I think you can get different sized ones from each site.

I'm sure others will be along with more sites, as one of our ladies does some beautiful minature quilts.

Angie


----------



## cc (Jun 4, 2006)

I have to agree with Angie but if you google "free quilt patterns" you will get thousands and thousands.


----------



## my3boys (Jan 18, 2011)

AngieM2 said:


> www.quilterscache.com
> 
> and
> 
> ...


Thanks!

Carol


----------



## my3boys (Jan 18, 2011)

cc said:


> I have to agree with Angie but if you google "free quilt patterns" you will get thousands and thousands.


There sure are. It's overwhelming! That's why I thought I would see if there were any favorites and standouts so I could narrow it down. 

Carol


----------



## Garnet (Sep 19, 2003)

I just saw this one at Moda Bake Shop - Framed In Quilt. It's an all over scrappy bed quilt design. So it may be more for someone with a scrap stash to use up. I sent it to my niece, and she already has a quilt top nearly finished - using blue scraps from her stash.

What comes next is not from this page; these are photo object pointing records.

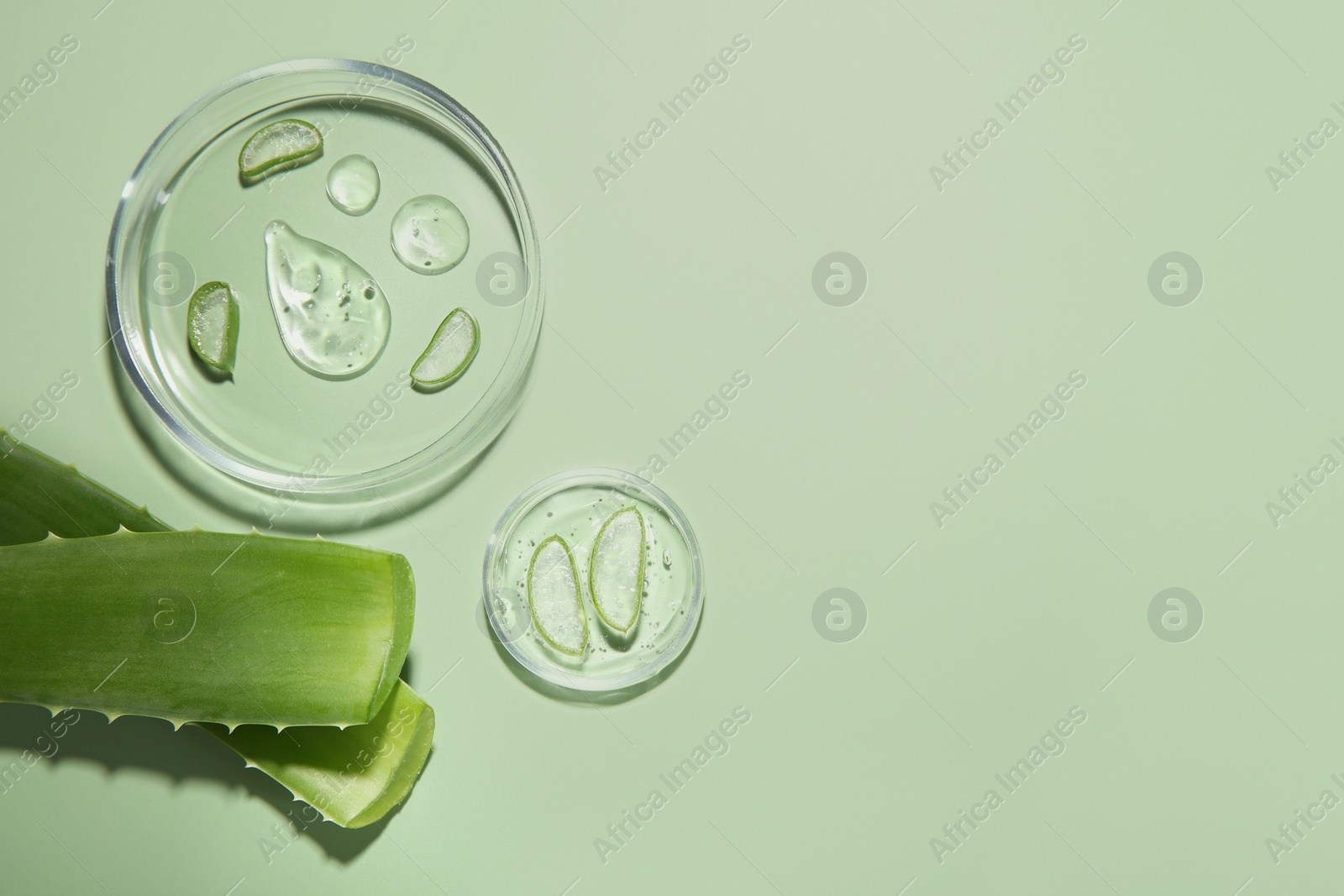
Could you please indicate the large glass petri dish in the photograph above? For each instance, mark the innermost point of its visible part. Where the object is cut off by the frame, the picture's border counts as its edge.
(187, 217)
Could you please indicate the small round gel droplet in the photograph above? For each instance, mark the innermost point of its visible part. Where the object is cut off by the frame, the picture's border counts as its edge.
(353, 184)
(429, 234)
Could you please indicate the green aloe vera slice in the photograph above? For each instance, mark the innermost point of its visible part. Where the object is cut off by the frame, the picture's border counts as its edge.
(205, 626)
(213, 325)
(554, 600)
(281, 144)
(450, 352)
(616, 569)
(353, 775)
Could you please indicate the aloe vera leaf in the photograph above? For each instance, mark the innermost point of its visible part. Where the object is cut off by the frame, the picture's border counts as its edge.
(39, 495)
(353, 777)
(279, 631)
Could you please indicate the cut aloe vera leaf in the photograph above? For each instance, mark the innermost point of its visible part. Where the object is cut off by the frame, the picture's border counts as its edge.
(450, 352)
(205, 626)
(279, 145)
(554, 600)
(213, 325)
(39, 495)
(353, 777)
(616, 569)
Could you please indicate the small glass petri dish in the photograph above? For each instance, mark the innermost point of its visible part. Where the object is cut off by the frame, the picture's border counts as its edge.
(575, 506)
(186, 217)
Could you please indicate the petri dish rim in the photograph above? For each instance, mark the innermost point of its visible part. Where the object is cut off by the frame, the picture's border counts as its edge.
(452, 450)
(588, 477)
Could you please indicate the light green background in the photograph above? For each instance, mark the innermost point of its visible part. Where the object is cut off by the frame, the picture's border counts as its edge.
(691, 266)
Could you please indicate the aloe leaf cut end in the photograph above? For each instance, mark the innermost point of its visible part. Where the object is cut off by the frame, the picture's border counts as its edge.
(39, 495)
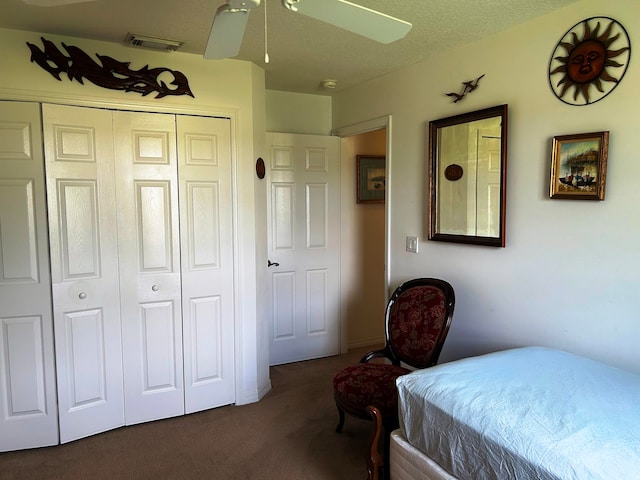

Three layouts are shown. My niece did the 3rd one. I will probably do the 1st one.

http://www.modabakeshop.com/2011/05/framed-in-quilt.html#more


----------



## MacaReenie (Mar 1, 2008)

Here are my two favorite sites for free patterns:

Mary Quilts http://www.maryquilts.com/ Her quilts are fairly easily and have fabulous results.

Quiltville http://www.quiltville.com/ Gorgeous patterns and great results, but Bonnie Hunter is notorious for using lots of LITTLE pieces. I have made a lot of her quilts and LOVE them all.

Hope this helps! Can't wait to see other favorites, though I need NO MORE temptation right now as I am still trying to finish up what I have going! lol


----------



## my3boys (Jan 18, 2011)

MacaReenie said:


> Here are my two favorite sites for free patterns:
> 
> Mary Quilts http://www.maryquilts.com/ Her quilts are fairly easily and have fabulous results.
> 
> ...


Added to my list!

Carol


----------